Every time you train your muscles hard (at the gym or elsewhere), you are creating micro damage to the muscle tissue and time is needed for this to be rebuilt to withstand the same level of force once again. If the time and energy needed to do this is not provided, muscles won’t get stronger and in fact can cause loss of valuable muscle mass.

Reality – when actively working out, the body requires and needs rest days in a well-planned protocol to have the time needed to get stronger than it was before. Ideally, one day off a week should be allowed, if not two. But, even that is not hard science. Some people require more. In fact, three to four days rest for beginner trainees or those who do intense training is not at all uncommon.

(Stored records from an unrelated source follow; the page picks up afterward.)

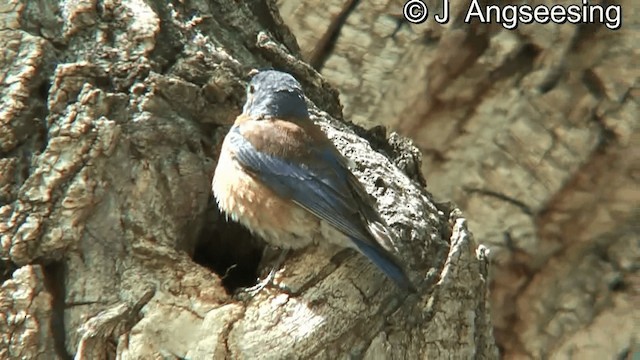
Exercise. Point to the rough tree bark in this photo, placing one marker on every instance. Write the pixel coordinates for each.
(111, 247)
(533, 132)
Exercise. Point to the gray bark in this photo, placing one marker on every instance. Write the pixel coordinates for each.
(111, 116)
(533, 132)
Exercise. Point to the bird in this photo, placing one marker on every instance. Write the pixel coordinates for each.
(280, 176)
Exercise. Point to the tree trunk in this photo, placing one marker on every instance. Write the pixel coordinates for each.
(112, 113)
(533, 132)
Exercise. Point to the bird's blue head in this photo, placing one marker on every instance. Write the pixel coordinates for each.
(274, 93)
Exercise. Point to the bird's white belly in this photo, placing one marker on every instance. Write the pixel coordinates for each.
(279, 222)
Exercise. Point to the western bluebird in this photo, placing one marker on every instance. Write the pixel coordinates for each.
(282, 178)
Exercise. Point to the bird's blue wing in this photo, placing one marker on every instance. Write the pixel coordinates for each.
(323, 188)
(324, 192)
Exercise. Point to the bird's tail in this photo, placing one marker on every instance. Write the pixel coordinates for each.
(386, 262)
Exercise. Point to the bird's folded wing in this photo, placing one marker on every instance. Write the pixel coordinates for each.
(320, 184)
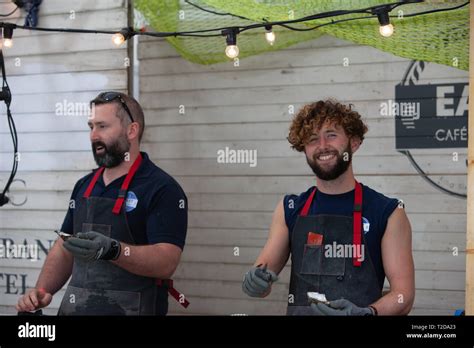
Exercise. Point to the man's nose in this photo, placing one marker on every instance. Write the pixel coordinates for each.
(322, 143)
(93, 135)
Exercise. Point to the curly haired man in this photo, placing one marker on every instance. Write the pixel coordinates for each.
(344, 238)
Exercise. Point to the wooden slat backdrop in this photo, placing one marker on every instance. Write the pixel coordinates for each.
(247, 107)
(44, 69)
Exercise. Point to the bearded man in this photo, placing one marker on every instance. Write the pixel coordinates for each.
(125, 228)
(344, 238)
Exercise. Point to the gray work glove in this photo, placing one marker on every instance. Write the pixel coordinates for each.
(258, 281)
(340, 307)
(93, 246)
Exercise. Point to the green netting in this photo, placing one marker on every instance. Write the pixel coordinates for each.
(440, 37)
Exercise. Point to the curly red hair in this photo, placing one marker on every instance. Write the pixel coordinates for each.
(315, 115)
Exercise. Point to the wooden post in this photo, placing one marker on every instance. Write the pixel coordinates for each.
(470, 178)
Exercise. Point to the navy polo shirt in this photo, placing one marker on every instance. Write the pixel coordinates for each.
(376, 209)
(156, 206)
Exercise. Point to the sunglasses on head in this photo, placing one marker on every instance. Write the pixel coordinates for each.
(111, 96)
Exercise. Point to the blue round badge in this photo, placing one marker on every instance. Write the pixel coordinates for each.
(131, 201)
(365, 225)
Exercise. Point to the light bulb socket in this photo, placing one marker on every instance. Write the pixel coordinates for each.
(8, 30)
(231, 35)
(127, 32)
(383, 18)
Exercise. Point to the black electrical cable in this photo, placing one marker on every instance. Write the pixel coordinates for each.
(433, 11)
(426, 178)
(5, 95)
(369, 10)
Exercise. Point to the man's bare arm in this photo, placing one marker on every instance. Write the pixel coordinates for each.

Remember, as the intensity of your workouts go up, your total rest required to recover from that workout will also increase.

It’s very important to recognize when it’s time to work harder and when it’s time to rest. Understanding the difference and giving your body exactly what it needs is what gets you to that end goal.

Honor your workout, but balance it with rest.

Myth 3:

Cardio is a great way to get thinner – False.

Cardio – (referencing steady state cardio sessions) – the workouts that people dread yet do daily after hitting the gym. Jumping on a piece of cardio equipment and going at one pace for 20-60 minutes.

These workouts do very little for anyone. What these extended cardio workouts achieve is to increase the appetite, causing us to eat more. In fact, many people, who are classic “cardio bunnies,” report ravenous appetites that just won’t go away.

Cardio training can even cause loss of lean muscle mass. When the body knows it must go for long periods of time at a moderate intensity pace, it does what it can to be more efficient. Since muscle tissue is energy-intensive to maintain, it is better for your body if you have less of it.

Couple this with the fact that many are on a lower calorie diet while doing cardio and now you have a body ready and willing to drop lean muscle. So, fat is not really being lost in the process, but rather, lean muscle.

The body may appear smaller after months of cardio workouts because of lost weight, but, unfortunately, it is due to an unhealthy, change in body composition. The body now contains more fat mass in proportion to lean muscle mass and the result is not pretty. The look is soft, jiggly, and anything but fit.

If you’re looking to create a fit, lean, firm body, cardio training is not the way to get there. Strength training is the only thing empowered to reverse unhealthy, muscle loss.